Dimanche 20 septembre 2009
L'intervention "raciste" de Brice Hortefeux ne me parait pas si raciste que ça. J'ai vu le truc dans son contexte. C'est con, mais j'aurais pu le dire en situation. Enfin pas comme ça, mais quand
même il est de droite, ses blagues racistes sont un peu plus connes que les notres ! C'est vrai qu'il est sensé être responsable, mais bon c'est pas non plus un contexte très officiel. De la même
façon, bien qu'un peu moins, le précédent incident du prefet n'était pas si grave non plus. Un peu grave, pas tant que ça. Moi qui suit toujours pas rano je me demande si c'est pas une stratégie,
style : vous voyez les gens peuvent dire qu'on est raciste, mais en fait ce sont des petits faits, de la rigoloade.
Parce que du
racisme il y en a vraiment et du lourd. La société française est raciste, souvent. Non seulement
raciste mais anti-pauvre aussi. C'est lié je vais essayer de montrer comment. L'idée c'est de masquer la lutte de classe. La lutte des classes c'est fini. Il n'y a plus de classe ouvrière.
Maintenant ce sont des classes moyennes. Sauf que les pauvres, nous on les voit encore. Tu as lu Michel Clouscard ? c'est pas mal, plutot pas mal. "Neo fascisme et idéologie du désir" raonte bien
ce phénomène. En étant raciste, la société peu s'unir autour des classes moyennes, puisque les plus pauvres (immigrés en majorité) sont écartés. Donc il n'y aurait plus de classe ouvrière. Si on
est raciste on peut s'entendre entre nous français, fini les pauvres, les immigrés, les communistes. Qui sont de toutes façon des criminels dans le langage médiatique. Escamotage des rapports de
production, tout se fait maintenant sur l'appartenance, l'intégration.
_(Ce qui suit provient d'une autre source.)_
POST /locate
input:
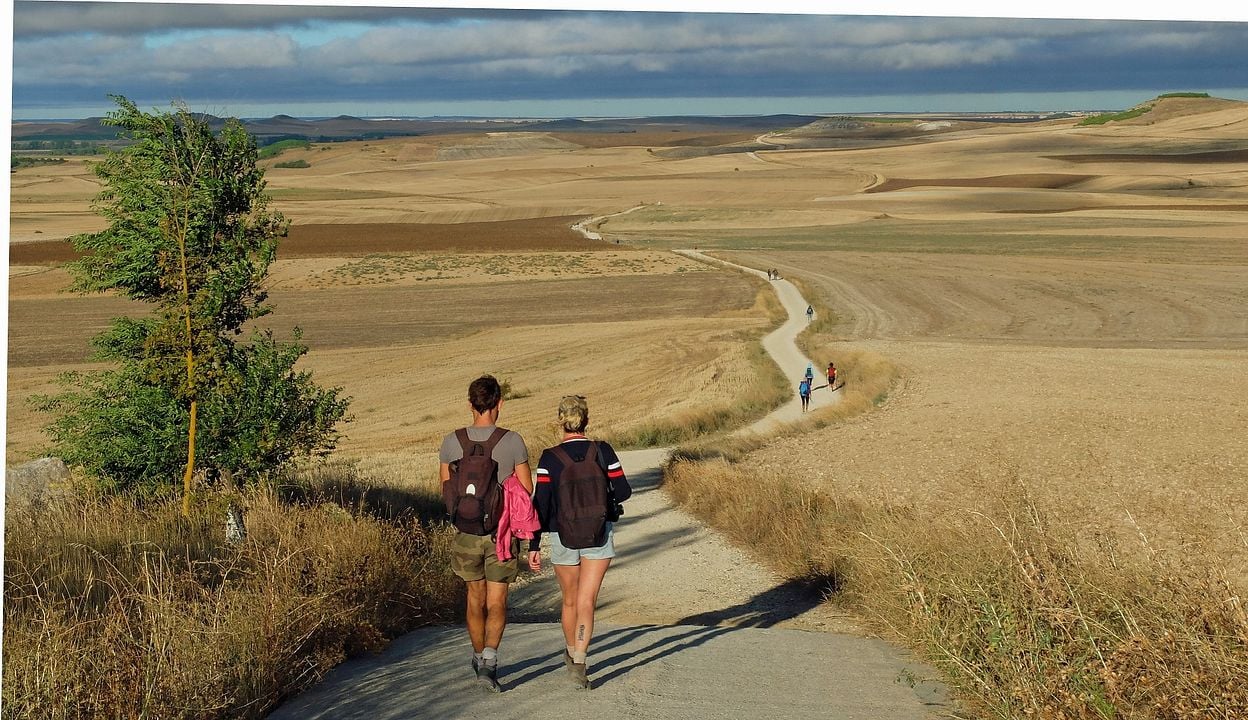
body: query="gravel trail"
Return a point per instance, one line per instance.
(688, 627)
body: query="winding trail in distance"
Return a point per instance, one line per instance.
(688, 628)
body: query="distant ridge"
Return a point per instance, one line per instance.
(348, 127)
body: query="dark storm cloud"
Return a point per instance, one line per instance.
(248, 54)
(64, 18)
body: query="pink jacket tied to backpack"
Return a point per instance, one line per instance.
(518, 519)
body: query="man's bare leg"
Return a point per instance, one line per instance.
(476, 614)
(496, 613)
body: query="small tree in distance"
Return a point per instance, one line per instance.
(190, 232)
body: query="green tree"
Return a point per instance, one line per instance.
(190, 232)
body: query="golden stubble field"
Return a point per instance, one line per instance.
(1066, 303)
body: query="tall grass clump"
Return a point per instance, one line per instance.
(112, 610)
(1027, 613)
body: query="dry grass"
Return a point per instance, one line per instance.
(1026, 617)
(116, 612)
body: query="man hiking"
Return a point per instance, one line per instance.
(804, 393)
(472, 464)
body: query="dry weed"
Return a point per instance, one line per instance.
(122, 613)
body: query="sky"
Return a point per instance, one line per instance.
(252, 60)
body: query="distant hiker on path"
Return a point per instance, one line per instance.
(579, 489)
(473, 464)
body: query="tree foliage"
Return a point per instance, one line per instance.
(190, 233)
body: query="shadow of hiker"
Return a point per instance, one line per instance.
(765, 609)
(769, 608)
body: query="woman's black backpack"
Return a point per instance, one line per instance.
(583, 499)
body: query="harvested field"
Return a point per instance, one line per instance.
(1040, 180)
(355, 240)
(1052, 301)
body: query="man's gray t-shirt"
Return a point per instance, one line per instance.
(508, 453)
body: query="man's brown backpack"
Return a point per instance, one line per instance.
(583, 499)
(473, 494)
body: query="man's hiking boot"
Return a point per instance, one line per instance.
(579, 675)
(487, 674)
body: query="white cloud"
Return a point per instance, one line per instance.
(250, 50)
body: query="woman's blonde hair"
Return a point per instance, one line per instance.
(573, 413)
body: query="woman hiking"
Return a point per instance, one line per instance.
(579, 486)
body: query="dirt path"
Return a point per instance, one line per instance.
(688, 627)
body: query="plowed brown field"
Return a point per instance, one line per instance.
(1066, 302)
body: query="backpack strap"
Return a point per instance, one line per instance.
(562, 454)
(491, 442)
(565, 459)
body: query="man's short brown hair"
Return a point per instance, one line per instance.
(484, 393)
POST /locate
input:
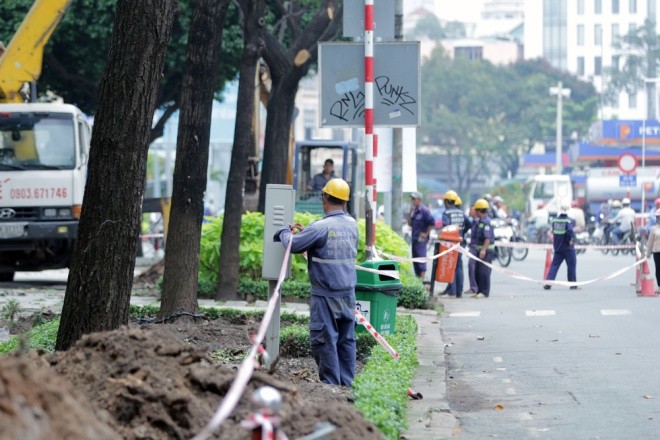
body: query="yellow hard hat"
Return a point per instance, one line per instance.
(451, 195)
(337, 188)
(481, 204)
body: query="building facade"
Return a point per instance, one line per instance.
(577, 36)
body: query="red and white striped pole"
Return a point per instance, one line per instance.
(369, 121)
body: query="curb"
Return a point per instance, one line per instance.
(430, 417)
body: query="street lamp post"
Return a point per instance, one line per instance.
(647, 81)
(560, 93)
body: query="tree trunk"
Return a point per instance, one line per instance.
(244, 139)
(192, 156)
(287, 67)
(278, 130)
(99, 287)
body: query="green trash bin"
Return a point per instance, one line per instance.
(377, 295)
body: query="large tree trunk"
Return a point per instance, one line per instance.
(99, 287)
(287, 67)
(192, 156)
(244, 139)
(278, 130)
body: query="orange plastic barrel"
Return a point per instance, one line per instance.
(446, 265)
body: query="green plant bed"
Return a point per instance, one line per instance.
(381, 388)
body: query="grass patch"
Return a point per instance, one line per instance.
(381, 388)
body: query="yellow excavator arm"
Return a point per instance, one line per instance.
(23, 57)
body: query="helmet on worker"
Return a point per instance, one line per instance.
(451, 196)
(337, 188)
(481, 204)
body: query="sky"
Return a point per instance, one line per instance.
(461, 10)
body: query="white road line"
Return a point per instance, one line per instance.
(464, 314)
(615, 312)
(540, 313)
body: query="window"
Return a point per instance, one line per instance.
(580, 35)
(580, 66)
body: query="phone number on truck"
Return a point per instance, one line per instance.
(38, 193)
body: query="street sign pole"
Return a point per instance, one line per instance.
(369, 125)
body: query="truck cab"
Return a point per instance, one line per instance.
(348, 165)
(549, 190)
(44, 149)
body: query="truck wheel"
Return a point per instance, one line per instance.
(6, 276)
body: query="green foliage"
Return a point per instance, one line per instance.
(10, 310)
(381, 388)
(514, 194)
(40, 337)
(413, 295)
(475, 113)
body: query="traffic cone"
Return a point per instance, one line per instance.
(647, 281)
(548, 262)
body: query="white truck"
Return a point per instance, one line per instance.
(43, 167)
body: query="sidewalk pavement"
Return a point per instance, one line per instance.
(429, 418)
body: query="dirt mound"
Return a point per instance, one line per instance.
(146, 384)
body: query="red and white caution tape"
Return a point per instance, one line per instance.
(247, 366)
(518, 276)
(359, 317)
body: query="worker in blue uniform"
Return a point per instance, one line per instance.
(421, 220)
(331, 246)
(563, 245)
(453, 215)
(485, 248)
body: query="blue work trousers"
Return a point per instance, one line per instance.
(472, 272)
(332, 338)
(419, 250)
(456, 286)
(483, 274)
(561, 255)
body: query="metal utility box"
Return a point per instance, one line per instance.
(278, 212)
(376, 296)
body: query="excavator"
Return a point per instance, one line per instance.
(44, 149)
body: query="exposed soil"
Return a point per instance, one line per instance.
(161, 381)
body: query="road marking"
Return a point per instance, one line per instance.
(540, 312)
(464, 314)
(615, 312)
Et pour les boycots, c'est un peu pareil, comme pour l'écologie façon taxe carbonne. On s'attaque à la consommation, ça c'est de la contestation bien gentillette ! Parce que Marx le dit, Ellul le
rappele, Clouscard le redit encore : la lutte sociale s'appuye forcement sur l'analyse des moyens de production. Parler de consommation, c'est une diversion bien pratique de la bourgeoisie (qui
consomme, elle qui critique la consommation ! ). Toute analyse, et donc toute action doit se porter sur le processus de production.
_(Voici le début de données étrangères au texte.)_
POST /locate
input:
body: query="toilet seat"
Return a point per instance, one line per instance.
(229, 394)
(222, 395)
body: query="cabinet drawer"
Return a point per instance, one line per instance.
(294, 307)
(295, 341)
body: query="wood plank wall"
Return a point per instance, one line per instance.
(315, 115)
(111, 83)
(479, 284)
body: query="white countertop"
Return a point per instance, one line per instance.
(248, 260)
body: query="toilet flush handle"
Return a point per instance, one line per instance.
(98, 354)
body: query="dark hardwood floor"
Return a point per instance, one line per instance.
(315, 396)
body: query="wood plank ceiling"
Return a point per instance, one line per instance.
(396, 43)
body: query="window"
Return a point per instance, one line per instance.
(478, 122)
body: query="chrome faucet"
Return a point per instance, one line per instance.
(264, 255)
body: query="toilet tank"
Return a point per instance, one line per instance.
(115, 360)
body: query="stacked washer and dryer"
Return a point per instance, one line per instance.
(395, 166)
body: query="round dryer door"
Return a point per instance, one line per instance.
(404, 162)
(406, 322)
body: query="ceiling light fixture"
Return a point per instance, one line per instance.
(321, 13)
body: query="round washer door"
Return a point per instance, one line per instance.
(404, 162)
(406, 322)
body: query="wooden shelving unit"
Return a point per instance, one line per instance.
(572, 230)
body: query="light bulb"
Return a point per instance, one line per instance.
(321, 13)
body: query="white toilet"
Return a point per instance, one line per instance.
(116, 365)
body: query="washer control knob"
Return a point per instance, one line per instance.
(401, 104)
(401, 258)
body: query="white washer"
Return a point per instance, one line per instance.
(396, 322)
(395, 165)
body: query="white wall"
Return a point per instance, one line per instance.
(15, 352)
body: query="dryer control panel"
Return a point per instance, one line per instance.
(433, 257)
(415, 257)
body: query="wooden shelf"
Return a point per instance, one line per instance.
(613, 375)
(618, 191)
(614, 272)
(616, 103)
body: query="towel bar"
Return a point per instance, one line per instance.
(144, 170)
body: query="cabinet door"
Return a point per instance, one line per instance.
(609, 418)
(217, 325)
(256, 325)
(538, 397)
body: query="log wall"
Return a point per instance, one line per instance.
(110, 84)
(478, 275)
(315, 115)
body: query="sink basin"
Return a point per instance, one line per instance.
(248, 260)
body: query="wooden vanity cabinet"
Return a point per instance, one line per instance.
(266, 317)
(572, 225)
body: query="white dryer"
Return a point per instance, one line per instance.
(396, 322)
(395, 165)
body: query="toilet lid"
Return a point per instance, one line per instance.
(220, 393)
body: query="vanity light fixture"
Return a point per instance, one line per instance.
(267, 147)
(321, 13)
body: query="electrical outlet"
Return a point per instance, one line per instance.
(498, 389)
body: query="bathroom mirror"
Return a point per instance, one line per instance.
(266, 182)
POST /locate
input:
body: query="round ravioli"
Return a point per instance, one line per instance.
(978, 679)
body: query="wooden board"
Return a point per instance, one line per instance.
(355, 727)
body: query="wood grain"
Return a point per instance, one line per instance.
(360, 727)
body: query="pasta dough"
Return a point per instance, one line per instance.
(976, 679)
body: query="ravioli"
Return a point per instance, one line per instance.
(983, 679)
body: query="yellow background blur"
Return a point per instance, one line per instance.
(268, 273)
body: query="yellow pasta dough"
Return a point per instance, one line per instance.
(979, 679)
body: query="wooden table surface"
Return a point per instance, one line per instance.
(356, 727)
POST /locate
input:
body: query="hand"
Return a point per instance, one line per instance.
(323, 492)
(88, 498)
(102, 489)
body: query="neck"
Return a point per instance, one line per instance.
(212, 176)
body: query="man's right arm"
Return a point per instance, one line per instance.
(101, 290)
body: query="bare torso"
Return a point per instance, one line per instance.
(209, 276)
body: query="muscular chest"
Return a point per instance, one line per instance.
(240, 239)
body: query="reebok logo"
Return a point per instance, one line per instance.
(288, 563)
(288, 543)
C'est visible pour l'écologie. C'est pas trois centimes à la pompe qui vont changer le monde par ricochet. C'est la façon de faire l'agriculture, celle de produire des objets, qui pollue. Et c'est
aussi à ce niveau, ce seul niveau de la production, qu'on peut intervenir pour changer la vie du travailleur. La lutte des classes, la vraie, passe forcément par là. La critique de la consommation,
critique bien sagement consommée elle aussi, par les moyens les moins refractaires possibles, pour se donner un style, n'est qu'une occultation de la lutte des classes.
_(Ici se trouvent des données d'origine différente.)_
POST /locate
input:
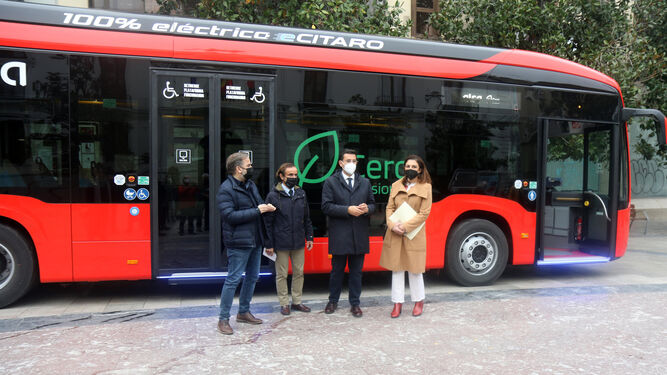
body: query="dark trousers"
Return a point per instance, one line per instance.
(354, 263)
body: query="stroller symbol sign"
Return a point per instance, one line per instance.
(258, 97)
(183, 156)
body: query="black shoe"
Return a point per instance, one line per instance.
(225, 328)
(247, 317)
(301, 307)
(331, 307)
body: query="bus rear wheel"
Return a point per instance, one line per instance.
(17, 266)
(476, 253)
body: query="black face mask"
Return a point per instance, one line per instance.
(248, 173)
(291, 182)
(411, 174)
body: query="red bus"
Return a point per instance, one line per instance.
(114, 129)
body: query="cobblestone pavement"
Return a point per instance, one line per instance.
(588, 319)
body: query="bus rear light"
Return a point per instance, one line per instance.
(579, 228)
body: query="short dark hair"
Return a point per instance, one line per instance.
(424, 176)
(282, 168)
(347, 151)
(235, 160)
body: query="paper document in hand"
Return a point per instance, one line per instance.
(402, 215)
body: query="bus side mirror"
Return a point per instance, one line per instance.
(553, 182)
(661, 129)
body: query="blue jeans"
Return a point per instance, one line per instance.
(247, 260)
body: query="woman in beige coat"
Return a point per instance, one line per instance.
(399, 253)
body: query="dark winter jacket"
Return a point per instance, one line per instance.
(347, 234)
(242, 224)
(289, 226)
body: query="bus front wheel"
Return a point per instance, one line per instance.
(476, 253)
(17, 266)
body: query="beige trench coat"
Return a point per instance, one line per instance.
(398, 252)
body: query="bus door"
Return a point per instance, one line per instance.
(576, 208)
(197, 120)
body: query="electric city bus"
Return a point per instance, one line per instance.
(114, 130)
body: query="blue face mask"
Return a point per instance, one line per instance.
(291, 182)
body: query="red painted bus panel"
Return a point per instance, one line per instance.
(96, 41)
(328, 58)
(622, 232)
(528, 59)
(153, 45)
(112, 260)
(445, 212)
(49, 226)
(109, 243)
(110, 222)
(78, 40)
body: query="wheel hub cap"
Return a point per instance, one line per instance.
(478, 253)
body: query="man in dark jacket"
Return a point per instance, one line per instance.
(288, 226)
(347, 200)
(241, 209)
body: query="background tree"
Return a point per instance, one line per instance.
(623, 39)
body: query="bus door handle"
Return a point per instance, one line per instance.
(604, 206)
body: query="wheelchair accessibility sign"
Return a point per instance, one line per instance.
(143, 194)
(130, 194)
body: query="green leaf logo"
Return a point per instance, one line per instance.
(303, 173)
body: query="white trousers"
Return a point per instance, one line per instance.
(416, 281)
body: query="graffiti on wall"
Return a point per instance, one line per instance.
(648, 178)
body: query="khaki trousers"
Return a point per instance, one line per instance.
(282, 265)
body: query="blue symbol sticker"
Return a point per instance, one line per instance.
(142, 194)
(532, 195)
(130, 194)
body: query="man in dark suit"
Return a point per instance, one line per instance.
(347, 200)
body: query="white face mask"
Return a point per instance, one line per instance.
(349, 168)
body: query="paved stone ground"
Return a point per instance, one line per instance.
(587, 319)
(587, 330)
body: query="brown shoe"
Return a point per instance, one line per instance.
(247, 317)
(331, 307)
(224, 327)
(301, 307)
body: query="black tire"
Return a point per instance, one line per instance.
(476, 253)
(17, 266)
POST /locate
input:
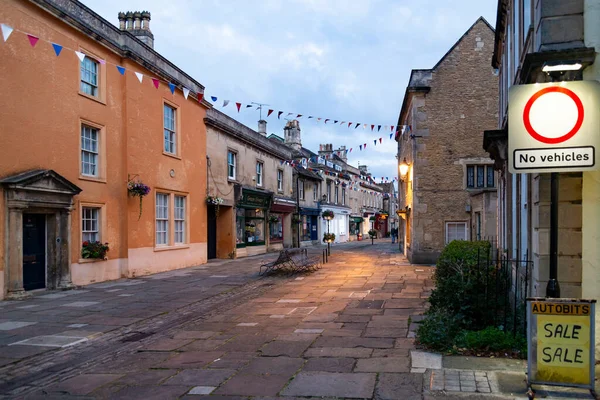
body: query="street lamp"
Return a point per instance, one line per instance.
(403, 167)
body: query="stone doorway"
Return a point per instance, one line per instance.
(38, 231)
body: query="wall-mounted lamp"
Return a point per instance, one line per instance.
(403, 168)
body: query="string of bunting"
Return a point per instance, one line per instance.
(7, 31)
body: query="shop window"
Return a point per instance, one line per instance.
(250, 227)
(276, 229)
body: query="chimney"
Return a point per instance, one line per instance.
(138, 24)
(262, 127)
(292, 134)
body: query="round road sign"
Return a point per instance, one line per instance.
(558, 117)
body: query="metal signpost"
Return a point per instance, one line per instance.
(560, 343)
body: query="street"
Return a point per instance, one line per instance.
(222, 329)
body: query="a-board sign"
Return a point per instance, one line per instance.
(561, 342)
(554, 127)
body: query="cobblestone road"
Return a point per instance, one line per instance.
(220, 331)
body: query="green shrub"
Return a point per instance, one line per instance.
(460, 277)
(438, 330)
(492, 339)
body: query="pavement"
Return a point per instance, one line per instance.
(220, 331)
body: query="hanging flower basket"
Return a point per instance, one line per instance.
(137, 189)
(214, 201)
(328, 237)
(94, 250)
(327, 214)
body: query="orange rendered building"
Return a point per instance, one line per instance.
(74, 131)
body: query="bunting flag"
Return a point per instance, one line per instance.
(6, 31)
(33, 40)
(57, 49)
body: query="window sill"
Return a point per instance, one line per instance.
(175, 156)
(92, 179)
(168, 248)
(91, 260)
(94, 98)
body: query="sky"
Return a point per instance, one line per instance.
(346, 60)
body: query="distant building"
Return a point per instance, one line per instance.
(450, 190)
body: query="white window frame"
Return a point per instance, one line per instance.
(231, 164)
(89, 215)
(161, 208)
(456, 224)
(90, 156)
(169, 130)
(280, 180)
(260, 167)
(179, 214)
(87, 75)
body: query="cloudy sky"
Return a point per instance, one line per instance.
(347, 60)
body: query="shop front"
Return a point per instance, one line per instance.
(251, 222)
(280, 223)
(309, 226)
(355, 228)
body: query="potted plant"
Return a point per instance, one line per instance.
(328, 237)
(328, 215)
(137, 189)
(94, 250)
(214, 201)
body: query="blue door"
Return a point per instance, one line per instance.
(313, 228)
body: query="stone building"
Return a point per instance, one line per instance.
(75, 130)
(529, 35)
(449, 191)
(253, 178)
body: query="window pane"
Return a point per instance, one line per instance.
(480, 176)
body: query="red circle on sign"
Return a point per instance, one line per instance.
(559, 139)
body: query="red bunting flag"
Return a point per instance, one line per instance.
(32, 39)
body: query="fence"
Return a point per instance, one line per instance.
(506, 286)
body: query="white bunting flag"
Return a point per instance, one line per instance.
(6, 31)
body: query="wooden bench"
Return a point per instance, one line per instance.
(292, 261)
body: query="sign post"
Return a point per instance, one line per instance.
(560, 343)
Tiens, par hasard, je reparle des secteurs primaires et secondaires, les deux secteurs sacrifiés, la destruction des paysans, la mise au placard des ouvriers. Pendant que le tertiaire nous produit
une petite classe moyenne,
initiée à la consommation (et à sa critique !) qui crie au racisme. Ces mêmes classes
moyennes qui méprisent par ailleurs le bon franchouillard dans sa brousse et le bon sauvage passé directement du bled à la banlieue. Ceux qui n'ont pas la même éducation qu'eux, la même intégration
dans le système (vous souvenez-vous au passage d'Ivan Illich, qui proposait de déscolariser la société, l'école en tant qu'initiation au système). Contestation commercialisée, aisément récupérée
par le système, puisqu'elle en a l'odeur et le goût, la marque de fabrication.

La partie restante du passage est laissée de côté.